Study design
The study had two distinct steps: development and evaluation of an AI tissue detection algorithm, and evaluation of downstream performance of a Gleason grading algorithm, comparing the AI tissue detection with that of a classical thresholding-based tissue detection method. The former was done by procuring an evaluation set of high quality tissue segmentation masks to compare against, then empirically finding a high performing architecture and training set (more details below). The latter utilized an end-to-end Gleason grading model presented recently35. A separate study protocol46 provides details on the development and evaluation of the Gleason grading model, including how reference grading by pathologists was obtained for each cohort.
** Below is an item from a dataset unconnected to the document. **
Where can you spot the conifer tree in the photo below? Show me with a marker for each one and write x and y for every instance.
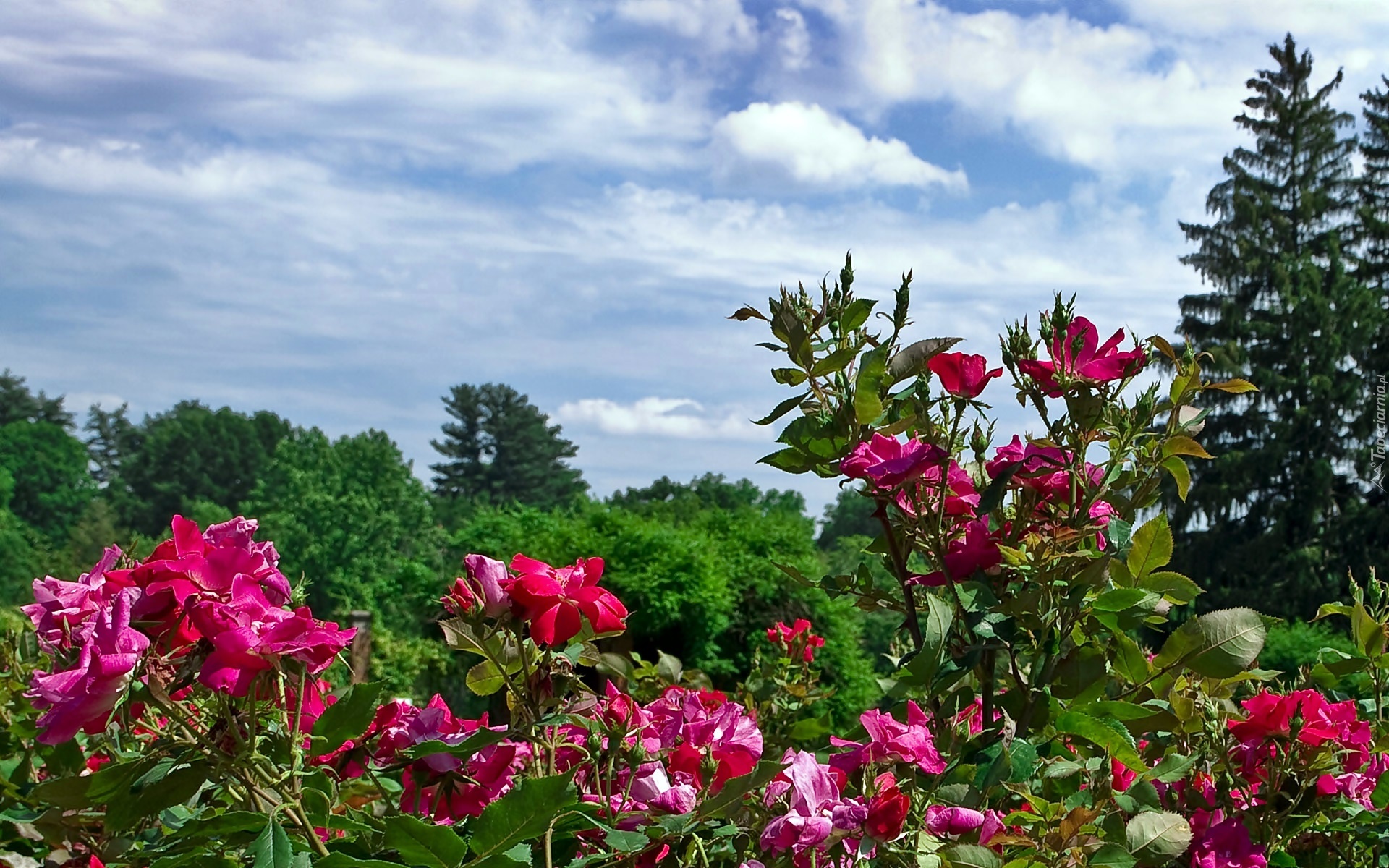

Prior to conducting this study, we had generated segmentation masks for tissue detection for every WSI using Otsu’s thresholding, to be used for development of the Gleason grading algorithm35. The parameters of the thresholding algorithm had been selected individually for each cohort. These segmentation masks were used as labels for the training set of the AI tissue detection algorithm, which used a UNet + + architecture47. Subsets of the segmentation masks had been checked visually, and in certain cases manually edited to improve quality (see Table 1). Utilising some of these, as well as by iteratively re-running the thresholding algorithm with parameters tweaked on a WSI-by-WSI basis until high quality segmentation masks were confirmed by visual inspection, a set of 6,823 WSIs with high quality masks was generated. This set was used both for continuously validating the AI during training, as well as for evaluating its performance after finishing training for the purpose of model selection. For model selection, the model that achieved the best sensitivity was chosen, so long as the precision was not deemed unacceptable (< 90%).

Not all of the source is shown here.